My PCWorld colleague David Coursey points out “Nobody seems to have forced anyone, at least not large numbers of people, to use Google search. Nor have I seen allegations of people forced at gunpoint to use Google AdWords for their promotions.”
So, Google isn’t being accused—at least not yet–of any sort of extortion or unfair business practices. Competitors are just upset that Google has won so much of the market. Google’s dominant position is one of the main ingredients in its recipe for success. Let’s take a look at how Google’s “monopoly” is beneficial.
1. The more search traffic Google gets, the better it is able to tune and improve its search algorithms–returning more relevant results, faster. The US Department of Justice said as much in approving the Bing-Yahoo partnership and citing why it’s good for competition.
2. Improved search results yields improved ad targeting. Improved ad targeting is better for advertisers because it gets their message in front of the right audience, and it provides a better value for users because the ads they see are more likely to be relevant to their search, and hence their interests.
3. Google’s dominance across multiple areas–search, advertising, and mapping–puts it in a unique position to correlate that data and provide new opportunities for businesses to target advertising on a localized level.
If users didn’t prefer Google, it wouldn’t be as successful as it is, and it wouldn’t hold the market share(s) that it does.
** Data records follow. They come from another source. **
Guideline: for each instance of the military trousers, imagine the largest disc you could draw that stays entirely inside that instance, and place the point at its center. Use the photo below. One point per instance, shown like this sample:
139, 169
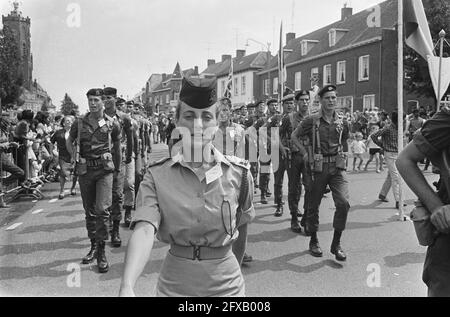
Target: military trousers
129, 183
96, 193
337, 180
436, 271
117, 193
278, 180
297, 176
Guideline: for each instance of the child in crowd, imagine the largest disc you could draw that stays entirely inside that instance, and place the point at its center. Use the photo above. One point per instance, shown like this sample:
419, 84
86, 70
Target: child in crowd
374, 150
358, 148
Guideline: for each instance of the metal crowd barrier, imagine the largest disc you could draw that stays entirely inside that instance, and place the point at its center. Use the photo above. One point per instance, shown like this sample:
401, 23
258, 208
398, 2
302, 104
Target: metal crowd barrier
30, 188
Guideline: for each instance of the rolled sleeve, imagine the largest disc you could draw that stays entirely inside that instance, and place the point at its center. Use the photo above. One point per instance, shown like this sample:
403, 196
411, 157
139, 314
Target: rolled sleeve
147, 206
248, 210
434, 136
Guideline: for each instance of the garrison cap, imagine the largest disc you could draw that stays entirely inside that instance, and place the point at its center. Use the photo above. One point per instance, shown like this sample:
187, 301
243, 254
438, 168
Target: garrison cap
110, 91
271, 101
98, 92
301, 93
198, 93
258, 103
326, 89
288, 97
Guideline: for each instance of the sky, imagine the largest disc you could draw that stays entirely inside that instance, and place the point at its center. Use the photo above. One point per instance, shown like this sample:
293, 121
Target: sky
78, 45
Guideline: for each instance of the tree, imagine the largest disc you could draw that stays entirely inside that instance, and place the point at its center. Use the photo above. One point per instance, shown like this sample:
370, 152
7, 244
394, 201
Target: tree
417, 74
10, 78
67, 106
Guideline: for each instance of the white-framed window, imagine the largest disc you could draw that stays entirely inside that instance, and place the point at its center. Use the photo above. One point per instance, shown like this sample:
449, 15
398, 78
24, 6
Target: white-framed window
345, 103
332, 37
368, 102
364, 68
222, 87
340, 72
266, 83
327, 74
298, 81
304, 47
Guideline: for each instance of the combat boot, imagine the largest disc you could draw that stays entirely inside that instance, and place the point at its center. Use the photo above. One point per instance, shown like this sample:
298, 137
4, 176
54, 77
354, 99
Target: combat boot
279, 211
115, 237
295, 227
127, 216
92, 253
102, 263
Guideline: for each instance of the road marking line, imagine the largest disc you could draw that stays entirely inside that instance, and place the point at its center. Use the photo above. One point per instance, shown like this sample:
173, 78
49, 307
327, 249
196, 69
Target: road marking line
14, 226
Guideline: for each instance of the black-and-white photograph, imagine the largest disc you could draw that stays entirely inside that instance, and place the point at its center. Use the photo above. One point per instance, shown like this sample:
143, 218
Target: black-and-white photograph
226, 149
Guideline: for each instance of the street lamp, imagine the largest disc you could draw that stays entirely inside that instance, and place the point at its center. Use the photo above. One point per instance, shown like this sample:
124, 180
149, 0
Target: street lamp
264, 46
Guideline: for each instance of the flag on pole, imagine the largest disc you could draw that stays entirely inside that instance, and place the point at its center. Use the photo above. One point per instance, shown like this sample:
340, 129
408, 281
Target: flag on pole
229, 87
417, 31
281, 67
433, 65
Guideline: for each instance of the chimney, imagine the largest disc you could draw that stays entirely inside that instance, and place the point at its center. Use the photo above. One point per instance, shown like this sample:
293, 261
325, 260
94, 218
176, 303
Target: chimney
225, 57
289, 37
240, 54
346, 12
211, 62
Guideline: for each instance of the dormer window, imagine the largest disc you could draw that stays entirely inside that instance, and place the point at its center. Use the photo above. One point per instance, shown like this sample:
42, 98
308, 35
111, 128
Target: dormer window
332, 37
306, 46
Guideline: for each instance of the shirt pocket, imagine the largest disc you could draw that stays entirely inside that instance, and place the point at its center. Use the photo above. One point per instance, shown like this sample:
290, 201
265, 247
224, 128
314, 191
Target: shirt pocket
228, 213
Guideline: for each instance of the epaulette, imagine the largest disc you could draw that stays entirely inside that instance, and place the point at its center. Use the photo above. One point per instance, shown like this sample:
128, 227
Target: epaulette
238, 161
160, 162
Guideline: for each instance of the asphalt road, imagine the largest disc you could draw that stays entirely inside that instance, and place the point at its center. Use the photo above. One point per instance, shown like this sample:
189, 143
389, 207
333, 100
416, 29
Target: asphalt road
42, 243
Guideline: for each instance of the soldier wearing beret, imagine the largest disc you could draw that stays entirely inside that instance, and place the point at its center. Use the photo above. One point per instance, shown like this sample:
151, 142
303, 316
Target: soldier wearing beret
99, 157
326, 133
205, 222
295, 156
123, 181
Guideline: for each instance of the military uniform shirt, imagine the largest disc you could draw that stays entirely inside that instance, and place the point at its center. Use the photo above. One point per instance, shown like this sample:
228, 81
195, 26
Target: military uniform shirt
329, 133
187, 211
95, 139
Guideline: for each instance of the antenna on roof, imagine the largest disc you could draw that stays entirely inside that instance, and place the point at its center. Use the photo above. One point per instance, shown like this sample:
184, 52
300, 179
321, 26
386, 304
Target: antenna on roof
293, 15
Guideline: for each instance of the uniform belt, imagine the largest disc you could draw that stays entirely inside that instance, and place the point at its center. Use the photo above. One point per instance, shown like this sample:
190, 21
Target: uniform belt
94, 163
199, 252
329, 159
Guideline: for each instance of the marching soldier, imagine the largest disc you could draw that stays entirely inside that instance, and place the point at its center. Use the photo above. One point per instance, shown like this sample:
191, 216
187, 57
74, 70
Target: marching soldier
99, 158
327, 135
284, 156
205, 222
121, 180
296, 169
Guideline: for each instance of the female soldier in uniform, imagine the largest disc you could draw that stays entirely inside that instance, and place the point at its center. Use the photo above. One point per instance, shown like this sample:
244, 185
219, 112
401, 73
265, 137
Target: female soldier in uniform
192, 204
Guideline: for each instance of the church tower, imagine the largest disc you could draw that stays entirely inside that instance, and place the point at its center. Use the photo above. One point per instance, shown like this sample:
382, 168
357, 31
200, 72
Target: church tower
20, 27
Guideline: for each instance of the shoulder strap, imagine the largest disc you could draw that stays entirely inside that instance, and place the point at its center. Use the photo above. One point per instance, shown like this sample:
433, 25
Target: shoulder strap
243, 193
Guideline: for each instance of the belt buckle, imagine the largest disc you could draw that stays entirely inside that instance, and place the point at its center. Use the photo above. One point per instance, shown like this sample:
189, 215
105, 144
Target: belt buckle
196, 253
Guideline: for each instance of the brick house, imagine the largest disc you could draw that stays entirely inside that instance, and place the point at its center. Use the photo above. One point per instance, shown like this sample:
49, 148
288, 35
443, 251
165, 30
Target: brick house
359, 58
245, 68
If users didn’t prefer Google, advertisers wouldn’t flock to jump on the AdWords bandwagon to take advantage of the huge search audience. Google’s success is a vicious circle.
Unfortunately, free market capitalism is like physics. The Newtonian laws of physics you learned in fourth grade make sense based on observation: an object at rest stays at rest, a reaction has an equal and opposite reaction, etc. However, at a certain point those laws no longer apply and the world of physics behaves differently than expected.
The idea that businesses should be allowed to operate free of governance or oversight, and that the ability of the market to choose will fuel competition and level the playing field works to a certain point. However, when a company is so successful in the free market that it achieves a dominant stake, it becomes a victim of its own success and intervention is required to open the market to competition once again.
Coursey also notes “Google is a dominant player because it’s done an excellent job of meeting customer needs. Its success is built upon customer acceptance, as well as perhaps the desire of the marketplace to standardize around a single search engine that we all use.”
Unfortunately for Google, Microsoft, and any other company that is “too successful”–regardless of how fairly they achieved that status–the world of free market capitalism requires that there be some competition in the market.
The world abhors a monopoly, no matter how legitimate, but competitors need to understand that the market will still choose and they can’t litigate their way to the top.